He sido hija de mis abuelas tanto como he sido hija de mi madre. Suficiente trabajo emocional me esperaba en esta tierra y tan abundante es el amor del universo, que no me harían falta cuidadoras para llevar a cabo mi misión. Indudablemente vengo de un matriarcado lo cual no subestima ni demerita el importantísimo y trascendental papel que han tenido mi padre, mis abuelos y los hombres de mi familia en mi vida. Solo que, estas mujeres, han sido valientes portadoras y cuidadoras de la vida de los cachorros humanos que Dios les delegó para formar esa manada que llamamos familia. Ellas son ese pegamento que nos une a todos, ese centro cálido y nutricio en donde mora la llamita del hogar.

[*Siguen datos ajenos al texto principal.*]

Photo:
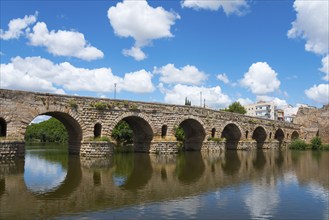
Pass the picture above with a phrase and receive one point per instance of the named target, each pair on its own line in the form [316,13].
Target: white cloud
[189,75]
[260,79]
[148,23]
[17,26]
[319,93]
[213,96]
[138,82]
[38,74]
[223,77]
[311,24]
[230,7]
[278,102]
[325,67]
[63,43]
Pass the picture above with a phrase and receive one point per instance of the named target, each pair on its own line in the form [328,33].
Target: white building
[262,110]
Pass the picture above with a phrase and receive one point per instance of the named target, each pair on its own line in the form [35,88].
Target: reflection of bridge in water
[90,184]
[153,124]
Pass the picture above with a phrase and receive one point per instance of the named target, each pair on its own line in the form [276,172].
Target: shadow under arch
[279,136]
[142,132]
[140,174]
[69,185]
[232,134]
[259,135]
[194,134]
[73,129]
[232,163]
[190,167]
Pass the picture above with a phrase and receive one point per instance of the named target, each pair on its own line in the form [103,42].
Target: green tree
[187,102]
[179,133]
[51,130]
[122,133]
[236,107]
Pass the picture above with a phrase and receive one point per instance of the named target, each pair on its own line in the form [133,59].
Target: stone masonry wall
[10,150]
[314,122]
[80,115]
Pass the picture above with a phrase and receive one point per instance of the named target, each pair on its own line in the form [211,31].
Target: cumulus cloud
[310,24]
[134,52]
[223,77]
[260,79]
[39,74]
[189,75]
[139,82]
[319,93]
[63,43]
[137,19]
[214,97]
[325,67]
[16,27]
[238,7]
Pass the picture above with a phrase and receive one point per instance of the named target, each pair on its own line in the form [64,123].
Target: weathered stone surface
[314,122]
[153,123]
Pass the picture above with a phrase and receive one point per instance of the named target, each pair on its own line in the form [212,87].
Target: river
[258,184]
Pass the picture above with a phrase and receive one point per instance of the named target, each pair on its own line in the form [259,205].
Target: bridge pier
[11,149]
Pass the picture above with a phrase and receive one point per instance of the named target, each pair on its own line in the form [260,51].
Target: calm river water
[269,184]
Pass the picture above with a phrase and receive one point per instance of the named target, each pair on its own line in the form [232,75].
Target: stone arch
[142,129]
[194,133]
[72,125]
[259,135]
[164,129]
[294,135]
[97,130]
[232,134]
[213,132]
[279,136]
[3,127]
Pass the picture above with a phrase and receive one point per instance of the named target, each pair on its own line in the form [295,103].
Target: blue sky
[164,51]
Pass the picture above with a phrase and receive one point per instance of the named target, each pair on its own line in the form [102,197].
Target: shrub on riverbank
[316,143]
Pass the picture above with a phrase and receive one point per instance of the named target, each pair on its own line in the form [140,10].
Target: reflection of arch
[97,130]
[194,134]
[190,167]
[71,182]
[73,129]
[141,173]
[259,135]
[3,127]
[232,134]
[260,160]
[294,135]
[232,162]
[279,136]
[143,132]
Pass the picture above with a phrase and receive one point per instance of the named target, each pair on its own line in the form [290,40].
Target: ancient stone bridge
[153,124]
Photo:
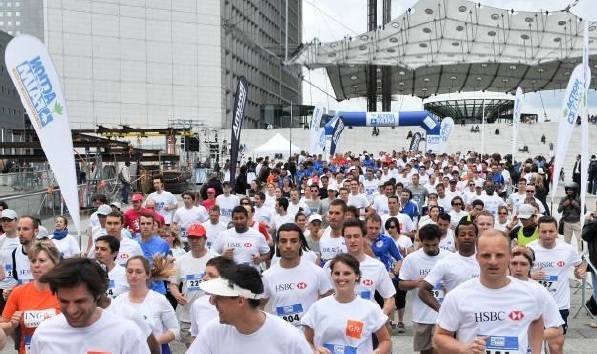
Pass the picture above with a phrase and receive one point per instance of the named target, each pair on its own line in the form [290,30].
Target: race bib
[8,270]
[438,292]
[501,345]
[340,349]
[354,329]
[550,282]
[291,314]
[110,291]
[193,281]
[33,318]
[365,295]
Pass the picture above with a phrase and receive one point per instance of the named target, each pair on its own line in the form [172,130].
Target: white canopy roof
[277,145]
[441,46]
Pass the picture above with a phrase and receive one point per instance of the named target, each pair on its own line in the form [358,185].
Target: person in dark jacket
[213,182]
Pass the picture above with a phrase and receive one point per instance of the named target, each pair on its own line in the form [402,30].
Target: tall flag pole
[518,102]
[584,123]
[240,101]
[573,96]
[33,74]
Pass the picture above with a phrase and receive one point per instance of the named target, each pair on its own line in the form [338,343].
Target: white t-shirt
[67,246]
[374,276]
[264,214]
[213,231]
[453,270]
[109,334]
[308,256]
[380,204]
[202,312]
[504,314]
[128,248]
[330,246]
[121,310]
[274,336]
[492,203]
[190,271]
[556,263]
[415,266]
[156,310]
[344,327]
[161,200]
[227,203]
[448,243]
[292,291]
[185,217]
[118,283]
[7,245]
[246,245]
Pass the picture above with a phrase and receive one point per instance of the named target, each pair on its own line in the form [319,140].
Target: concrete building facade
[148,62]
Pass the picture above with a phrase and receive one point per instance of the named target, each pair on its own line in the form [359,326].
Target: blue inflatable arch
[422,119]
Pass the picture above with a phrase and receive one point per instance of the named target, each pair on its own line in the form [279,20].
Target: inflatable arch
[423,119]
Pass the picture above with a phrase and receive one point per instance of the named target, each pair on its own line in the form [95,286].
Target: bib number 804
[291,318]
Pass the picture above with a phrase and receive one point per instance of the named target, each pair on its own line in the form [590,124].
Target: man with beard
[414,269]
[491,200]
[242,244]
[453,270]
[293,284]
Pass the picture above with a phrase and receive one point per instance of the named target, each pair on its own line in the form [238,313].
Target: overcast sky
[330,20]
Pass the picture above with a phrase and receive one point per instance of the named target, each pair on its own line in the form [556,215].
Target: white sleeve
[194,327]
[448,317]
[436,274]
[168,317]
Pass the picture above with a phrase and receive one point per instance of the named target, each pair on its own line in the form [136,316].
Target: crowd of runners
[307,256]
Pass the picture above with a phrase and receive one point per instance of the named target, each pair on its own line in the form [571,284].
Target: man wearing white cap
[8,243]
[294,283]
[241,323]
[527,231]
[190,270]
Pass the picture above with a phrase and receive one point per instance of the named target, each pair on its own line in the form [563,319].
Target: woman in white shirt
[152,305]
[345,320]
[503,218]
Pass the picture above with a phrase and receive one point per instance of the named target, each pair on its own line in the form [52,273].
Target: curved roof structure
[434,48]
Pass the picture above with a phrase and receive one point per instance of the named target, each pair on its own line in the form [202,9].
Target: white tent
[277,145]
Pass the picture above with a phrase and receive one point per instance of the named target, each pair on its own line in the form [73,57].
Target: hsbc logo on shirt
[516,315]
[290,286]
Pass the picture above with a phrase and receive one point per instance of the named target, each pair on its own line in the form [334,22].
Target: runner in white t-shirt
[293,284]
[202,310]
[331,242]
[553,260]
[454,269]
[190,271]
[83,326]
[374,276]
[165,202]
[243,244]
[492,313]
[188,214]
[106,250]
[241,324]
[214,226]
[227,202]
[345,322]
[414,269]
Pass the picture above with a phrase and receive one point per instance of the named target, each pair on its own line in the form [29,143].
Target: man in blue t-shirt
[152,245]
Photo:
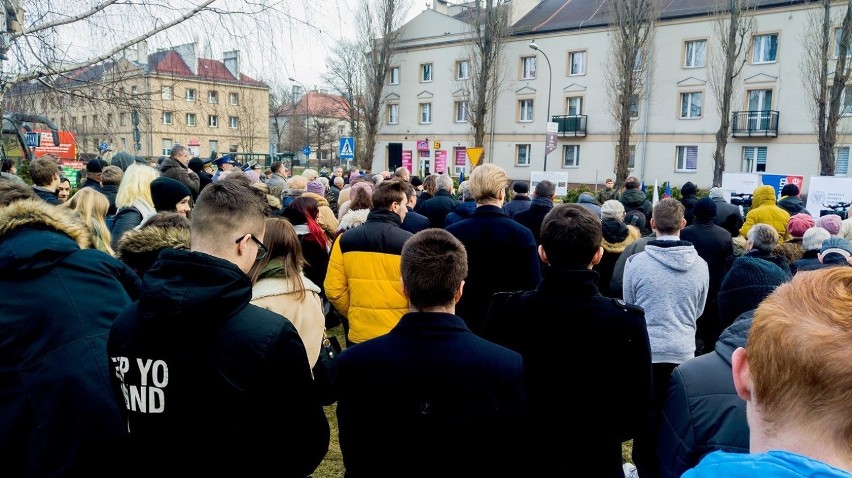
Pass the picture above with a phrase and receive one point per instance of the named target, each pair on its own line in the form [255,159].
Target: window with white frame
[577,63]
[687,158]
[695,54]
[754,159]
[765,48]
[690,104]
[528,68]
[571,155]
[463,69]
[525,110]
[461,111]
[841,161]
[393,113]
[425,113]
[522,156]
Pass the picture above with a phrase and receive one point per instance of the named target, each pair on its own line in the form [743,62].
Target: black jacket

En el mes de la mujer quiero honrar a todas mis mujeres y a la energía femenina haciendo un homenaje a mis abuelas. De ellas venimos y a ellas volveremos algún día. Algunos saben que mi abuela Lucy ha estado muy enferma y esto ha movido las placas tectónicas de mi vida de tantas maneras que aún no alcanzo a comprender con la razón. Solo sé que me siento blanda, como si mis corazas interiores estuvieran cediendo e irremediablemente cayendo como pedazos de Glaciares que se desprenden para fusionarse con el mar. Cuando mis abuelas mueran sé que mi vida no será la misma y quisiera honrar su legado documentando pedacitos de su grandeza y sabiduría en Bhumi para todo el que quiera leerlo.
Tengo dos abuelas muy parecidas y muy distintas a la vez. Las dos son la encarnación del amor y lo expresan de diferentes maneras a todos los que las rodeamos. Son complementarias en sus recursos y generosas con sus acciones y su presencia. No se guardan para sí lo que pueden entregar a otros y han sido el sostén emocional, económico, espiritual y físico de sus familias. Son como águilas protectoras que custodian mi vida. Sus nidos han sido refugios cálidos, seguros, tiernos y amables en donde me siento a salvo… sus nidos han sido mi hogar.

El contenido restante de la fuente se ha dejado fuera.